Re: [PATCH v2 2/3] x86/traps: Print non-canonical address on #GP

From: Dmitry Vyukov
Date: Mon Nov 18 2019 - 11:29:56 EST


On Mon, Nov 18, 2019 at 5:20 PM 'Jann Horn' via kasan-dev
<kasan-dev@xxxxxxxxxxxxxxxx> wrote:
>
> On Mon, Nov 18, 2019 at 5:03 PM Dmitry Vyukov <dvyukov@xxxxxxxxxx> wrote:
> > On Mon, Nov 18, 2019 at 3:21 PM Borislav Petkov <bp@xxxxxxxxx> wrote:
> > >
> > > On Fri, Nov 15, 2019 at 08:17:27PM +0100, Jann Horn wrote:
> > > > dotraplinkage void
> > > > do_general_protection(struct pt_regs *regs, long error_code)
> > > > {
> > > > @@ -547,8 +581,15 @@ do_general_protection(struct pt_regs *regs, long error_code)
> > > > return;
> > > >
> > > > if (notify_die(DIE_GPF, desc, regs, error_code,
> > > > - X86_TRAP_GP, SIGSEGV) != NOTIFY_STOP)
> > > > - die(desc, regs, error_code);
> > > > + X86_TRAP_GP, SIGSEGV) == NOTIFY_STOP)
> > > > + return;
> > > > +
> > > > + if (error_code)
> > > > + pr_alert("GPF is segment-related (see error code)\n");
> > > > + else
> > > > + print_kernel_gp_address(regs);
> > > > +
> > > > + die(desc, regs, error_code);
> > >
> > > Right, this way, those messages appear before the main "general
> > > protection ..." message:
> > >
> > > [ 2.434372] traps: probably dereferencing non-canonical address 0xdfff000000000001
> > > [ 2.442492] general protection fault: 0000 [#1] PREEMPT SMP
> > >
> > > Can we glue/merge them together?

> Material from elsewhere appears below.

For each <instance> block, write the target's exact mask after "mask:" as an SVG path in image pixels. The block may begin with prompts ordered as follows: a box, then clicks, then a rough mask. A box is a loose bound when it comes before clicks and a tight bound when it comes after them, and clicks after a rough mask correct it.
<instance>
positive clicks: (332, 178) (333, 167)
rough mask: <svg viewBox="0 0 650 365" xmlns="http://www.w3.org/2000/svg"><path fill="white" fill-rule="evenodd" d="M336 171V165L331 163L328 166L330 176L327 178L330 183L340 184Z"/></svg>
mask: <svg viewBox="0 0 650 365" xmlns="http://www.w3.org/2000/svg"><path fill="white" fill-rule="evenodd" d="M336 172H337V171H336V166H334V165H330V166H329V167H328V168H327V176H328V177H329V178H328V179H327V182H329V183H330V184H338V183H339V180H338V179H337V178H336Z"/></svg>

Or is this going to confuse tools too much:
> > >
> > > [ 2.542218] general protection fault while derefing a non-canonical address 0xdfff000000000001: 0000 [#1] PREEMPT SMP
> > >
> > > (and that sentence could be shorter too:
> > >
> > > "general protection fault for non-canonical address 0xdfff000000000001"
> > >
> > > looks ok to me too.)
> >
> > This exact form will confuse syzkaller crash parsing for Linux kernel:
> > https://github.com/google/syzkaller/blob/1daed50ac33511e1a107228a9c3b80e5c4aebb5c/pkg/report/linux.go#L1347
> > It expects a "general protection fault:" line for these crashes.
> >
> > A graceful way to update kernel crash messages would be to add more
> > tests with the new format here:
> > https://github.com/google/syzkaller/tree/1daed50ac33511e1a107228a9c3b80e5c4aebb5c/pkg/report/testdata/linux/report
> > Update parsing code. Roll out new version. Update all other testing
> > systems that detect and parse kernel crashes. Then commit kernel
> > changes.
>
> So for syzkaller, it'd be fine as long as we keep the colon there?
> Something like:
>
> general protection fault: derefing non-canonical address
> 0xdfff000000000001: 0000 [#1] PREEMPT SMP

Probably. Tests help a lot to answer such questions ;) But presumably
it should break parsing.

> And it looks like the 0day test bot doesn't have any specific pattern
> for #GP, it seems to just look for the panic triggered by
> panic-on-oops as far as I can tell (oops=panic in lkp-exec/qemu, no
> "general protection fault" in etc/dmesg-kill-pattern).
>
> > An unfortunate consequence of offloading testing to third-party systems...
>
> And of not having a standard way to signal "this line starts something
> that should be reported as a bug"? Maybe as a longer-term idea, it'd
> help to have some sort of extra prefix byte that the kernel can print
> to say "here comes a bug report, first line should be the subject", or
> something like that, similar to how we have loglevels...

This would be great.
Also a way to denote crash end.
However we have lots of special logic for subjects, not sure if kernel
could provide good subject:
https://github.com/google/syzkaller/blob/1daed50ac33511e1a107228a9c3b80e5c4aebb5c/pkg/report/linux.go#L537-L1588
Probably it could, but it won't be completely trivial. E.g. if there
is a stall inside of a timer function, it should give the name of the
actual timer callback as identity ("stall in timer_subsystem_foo"). Or
for syscalls we use more disambiguation b/c "in sys_ioclt" is not much
different than saying "there is a bug in kernel" :)